In a review earlier this year, The New York Times called the production “a deeply moral and deeply American play, with a loving compassion for those trapped in a system that makes sins, spiritual or societal, and self-betrayal almost inevitable.”

 Kramer notes that beyond the issue of diversity, staging work by Morisseau is important because her themes are exactly what CTC likes to highlight in its productions — and because she’s a leading young playwright. Her most recent play, “Pipeline,” recently opened to good reviews in New York’s Lincoln Center Theater. “She’s becoming really big,” said Kramer, who’s interested in working with up-and-coming playwrights.

Though this is Kramer’s second year as CTC’s director, it’s his first full one. He had taken a sabbatical at Smith in fall 2015 to begin preparing for CTC’s 2016 season, but he was sidelined by open-heart surgery to replace a faulty aortic valve. Then, after he’d begun recovering, he had to undergo a second surgery in March 2016.

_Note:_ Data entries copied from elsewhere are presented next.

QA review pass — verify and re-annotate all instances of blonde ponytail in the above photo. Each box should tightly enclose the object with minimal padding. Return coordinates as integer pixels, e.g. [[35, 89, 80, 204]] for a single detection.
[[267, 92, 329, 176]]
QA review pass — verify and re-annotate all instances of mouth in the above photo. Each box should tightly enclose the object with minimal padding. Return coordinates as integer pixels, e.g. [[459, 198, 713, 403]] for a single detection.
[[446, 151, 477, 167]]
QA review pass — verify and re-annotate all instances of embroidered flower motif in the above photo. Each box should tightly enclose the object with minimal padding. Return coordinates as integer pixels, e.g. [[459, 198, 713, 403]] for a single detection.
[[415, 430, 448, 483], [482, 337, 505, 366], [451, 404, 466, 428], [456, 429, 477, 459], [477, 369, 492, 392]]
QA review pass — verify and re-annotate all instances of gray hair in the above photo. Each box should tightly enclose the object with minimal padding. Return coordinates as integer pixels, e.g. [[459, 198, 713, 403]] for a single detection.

“That made that first season a real scramble,” he said. “I wasn’t involved in a lot of the things I’ve done this year, like casting decisions.”

But with a clean bill of health from his doctor, he has been able to plunge into the 2017 season, although he jokes that he still has had to deal with a learning curve. There’s fundraising, for example, which can be a challenge but also an opportunity to get to know potential sponsors and talk to them in-depth: “What is it that they’d like to see us do, where do we share excitement?” 

In retrospect, Kramer added with a laugh, it was easy to be associate director and make suggestions about the program without having to act on them. Back when Byam Stevens was the artistic director, “It was no big deal to throw my two cents in and say, ‘Hey Byam, why don’t we try this?’ or ‘Hey Byam, what about that?’ ” Kramer said. “It can be a lot harder to actually make those decisions.”

But if mood is any indication, Kramer’s feeling pretty good about those decisions right now and the general state of affairs at CTC. “I do feel like I’m a pretty lucky guy,” he said.